December 2021, HR/My manager just told me that I will be working part time from 2022 on… Wow. WHAT A MOMENT! I did not realize it in the beginning, but – what a step! I am happy but scared at the same time. So many emotions running through my head, through my entire body.

Am I able to carry this responsibility?

Will I be able NOT to fail?

My dark inner voice takes over and bombards me with all these negative thoughts. Self-doubt rules over me for a couple of days. This is also the moment I realize how lucky I actually am with the people around me. My girlfriend Tatschi who is always a support in so many ways, I often call her the octopus. Erik, who can bring comfort and relieve me from the self-made pressure. And last but not least the quotes of oh_ey_sis… All of them might not even know how much they and their acts mean to me…

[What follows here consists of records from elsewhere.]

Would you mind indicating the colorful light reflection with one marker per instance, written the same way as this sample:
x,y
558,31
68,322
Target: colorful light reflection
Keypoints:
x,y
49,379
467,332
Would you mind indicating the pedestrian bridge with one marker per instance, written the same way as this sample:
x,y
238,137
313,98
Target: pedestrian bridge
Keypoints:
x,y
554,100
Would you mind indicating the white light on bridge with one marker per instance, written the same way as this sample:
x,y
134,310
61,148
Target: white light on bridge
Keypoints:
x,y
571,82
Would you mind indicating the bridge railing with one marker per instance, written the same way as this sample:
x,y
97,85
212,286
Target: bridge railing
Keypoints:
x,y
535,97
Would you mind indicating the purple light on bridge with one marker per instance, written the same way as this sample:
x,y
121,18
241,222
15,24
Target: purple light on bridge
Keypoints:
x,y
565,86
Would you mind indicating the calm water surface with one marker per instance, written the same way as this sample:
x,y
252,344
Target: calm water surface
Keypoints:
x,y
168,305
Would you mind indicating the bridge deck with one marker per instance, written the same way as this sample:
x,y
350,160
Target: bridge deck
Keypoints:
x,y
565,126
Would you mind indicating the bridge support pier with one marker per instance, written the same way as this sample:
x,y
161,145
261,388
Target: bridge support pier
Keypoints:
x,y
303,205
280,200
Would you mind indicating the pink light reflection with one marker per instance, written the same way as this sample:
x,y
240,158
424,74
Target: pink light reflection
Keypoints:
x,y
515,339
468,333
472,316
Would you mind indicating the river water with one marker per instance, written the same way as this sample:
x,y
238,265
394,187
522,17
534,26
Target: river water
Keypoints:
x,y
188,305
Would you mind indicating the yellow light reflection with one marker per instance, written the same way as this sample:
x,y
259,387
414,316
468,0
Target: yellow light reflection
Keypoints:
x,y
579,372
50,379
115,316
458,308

And then there they are again. Not even one minute of gratefulness is being granted before those dark thoughts come on over again… I always picture these negative thoughts as walking on a beach on a warm sunny day. I am enjoying the sun and the warm breeze of the air. But then, out of the blue, there comes this cold-ass wave against my leg. The more negative, the higher and colder the water gets. It disturbs my walk heavily, so I look down and see the negative text in the wave “You can’t do it!”… Ouch!

What I have learned is to let the thought(s) be there. The wave will go back into the sea, just like your thought. And I have news for you.. Another wave is awaiting to disturb your beach walk.. The waves will come for sure, that is out of your control. So better focus on the things you do have control of. And that is the action you decide to take. Nobody else but you decide what to do with this thought/wave. And if I can give you one advise from experience – Just let it be. Let the wave be there. Let the thought(s) be there. Just don’t give them too much attention. The sooner you can enjoy your walk again.

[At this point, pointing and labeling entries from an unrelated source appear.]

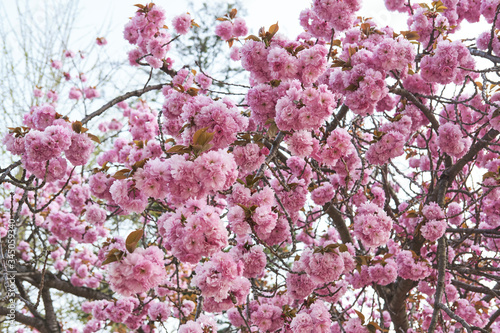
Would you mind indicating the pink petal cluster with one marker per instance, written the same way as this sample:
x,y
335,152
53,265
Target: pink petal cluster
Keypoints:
x,y
303,109
372,225
220,280
182,23
146,31
412,268
138,271
443,66
340,14
193,231
227,29
314,319
451,140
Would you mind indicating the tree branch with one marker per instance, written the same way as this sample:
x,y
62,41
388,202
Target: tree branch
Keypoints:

And so what if I “fail”?, is what I asked myself more often than I could even tell. And over the years – yes, that took some hard work, it did not fall to me out of the blue sky, neither have I seen the light in some sort of fancy way – I realized. What is failing? Like, honestly, take a moment and sit back. Take your time for this and think for yourself:

What – is – failing – ?

Ouroboros teaches us that there is no failing, only learning. Life is an endless cycle of learning. Trying, learning, trying, learning, trying, learning, up until the moment where we have learnt enough to succeed. And at that point, when we have succeeded, we will be sure we deserve this success. Because nobody else but we ourselves worked hard for this. And then we move on to the next cycle of trying and learning, and so on and so forth. It is an endless game we play. And that’s where I want to thank oh-ey-sis. When I dove into Brahman she gave me one piece of her art.. It is a picture of a lady with a bandage on here face, stating “It’s okay to fail.“. And as mentioned before, you probably have no idea, oh_ey_sis, but wow, that piece of art from you actually helped me so much. 🙂

I never knew that the root of all this worrying, nagging and doubting yourself is a negative self image. Thanks to the book Verslaafd aan Liefde from Jan Geurtz and the podcast Omdenken, my eyes got opened! For everyone who is still struggling with self-doubts, overthinking and feel they are stuck in a spiral, I can highly recommend those two sources. They shine a light on this topic and make it an understandable thing. And when understanding it you can finally do something with it that will work.

Well, back to January 2022. My beginning of part time work. All happy and enthusiastic, I planned my first days where I would be spending whole days with Brahman. That’s what I expected at least. You know, like this last vacation you posted on Instagram. Yay, so much fun! In the sun! Whilst for real the sun only came out for a couple of minutes, and it all sucked quite a lot because your face got irritated by the constant wearing of the face mask, and you were scared of taking that COVID test for your flight back, and weren’t there supposed to be other people? Where did all those other tourists go? Well either way, you can probably already expect it. Here’s how my first days of part time work really went..

Covid struck and my girlfriend and I were forced into isolation. And not only that, this wouldn’t have been so bad after all, quality time focus on Brahman, but nope. Fever it was. Being tired all day long, five days long. What a time this was, being together for a week is pretty intense! But – always looking on the bright side – we made some good memories. I am glad that we both took care of each other and got better in the end.

So with some delay, I can finally announce that I will be working part time! YAAAAAY! Haha Three days as an employee and two days as the CEO and Co-Founder of Brahman Bracelets. I can still hear Erik scream from enjoyment! What a step to take in such a short period of time. Let’s do our best and I truly believe the outcome will be the best too.